In the presence of the pandemic, KAM has been continuing its operations under new regulations. Some of these include a limit of 25% occupancy and a recently created reservation system, according to Julia Nucci Kelly, assistant director for marketing and communications at KAM.

“If (individuals) were going to just walk into the museum (as opposed to reserving a time), we ask them to use the sign-in sheet where they give their name and either an email or phone number so we can keep track of how many people are coming,” Kelly said. “The museum has always been free, so we never really had check-in procedures. This is definitely something that’s new and a requirement to operate in the state right now.”

Through “Harvest of Memory,” Powell hopes that the audience will better understand Nettles’ experimental techniques and how they were made possible without the use of technology.

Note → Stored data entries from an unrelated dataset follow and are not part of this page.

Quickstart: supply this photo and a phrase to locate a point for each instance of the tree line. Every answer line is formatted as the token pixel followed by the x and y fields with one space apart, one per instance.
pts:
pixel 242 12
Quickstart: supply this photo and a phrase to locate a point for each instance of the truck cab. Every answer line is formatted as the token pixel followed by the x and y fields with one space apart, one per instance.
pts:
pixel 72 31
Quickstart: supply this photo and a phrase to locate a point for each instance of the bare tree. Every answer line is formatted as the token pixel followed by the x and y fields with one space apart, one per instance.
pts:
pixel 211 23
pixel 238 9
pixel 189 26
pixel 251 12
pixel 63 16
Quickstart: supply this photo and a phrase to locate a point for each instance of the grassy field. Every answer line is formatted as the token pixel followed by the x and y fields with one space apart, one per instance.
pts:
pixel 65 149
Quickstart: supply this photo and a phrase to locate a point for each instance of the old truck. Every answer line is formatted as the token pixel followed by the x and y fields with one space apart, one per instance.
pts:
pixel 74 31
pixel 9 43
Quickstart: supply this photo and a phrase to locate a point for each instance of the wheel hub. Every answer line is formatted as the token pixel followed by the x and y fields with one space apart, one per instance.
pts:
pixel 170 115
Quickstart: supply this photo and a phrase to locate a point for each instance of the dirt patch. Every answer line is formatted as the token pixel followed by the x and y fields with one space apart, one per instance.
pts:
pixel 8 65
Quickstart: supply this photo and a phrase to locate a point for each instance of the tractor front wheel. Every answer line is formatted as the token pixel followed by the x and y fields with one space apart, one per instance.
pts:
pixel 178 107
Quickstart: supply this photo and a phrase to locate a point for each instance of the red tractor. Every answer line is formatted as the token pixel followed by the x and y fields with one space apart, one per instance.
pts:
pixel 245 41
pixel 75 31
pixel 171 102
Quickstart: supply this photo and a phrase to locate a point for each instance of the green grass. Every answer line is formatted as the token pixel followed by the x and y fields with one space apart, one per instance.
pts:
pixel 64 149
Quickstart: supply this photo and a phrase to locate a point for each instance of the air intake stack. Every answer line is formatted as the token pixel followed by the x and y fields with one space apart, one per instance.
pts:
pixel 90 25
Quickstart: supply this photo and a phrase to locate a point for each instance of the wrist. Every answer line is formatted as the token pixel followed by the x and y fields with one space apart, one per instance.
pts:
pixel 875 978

“I hope the audience will gain a sense of what is possible,” Powell said. “It’s incredible how Bea developed an innovative way and in many cases invented entirely new ways of making photography. (Through this exhibit, it’s also possible to gain a) sense of photography’s relationship to nature.”

Nettles echoed similar sentiments.

“I hope they get a perspective on how long ago some of these ideas began,” Nettles said. “Some of my early work was done in a process that resembles what you can do in Photoshop, but there was no such thing as Photoshop when I made these images. So I had to invent some techniques to make this possible.”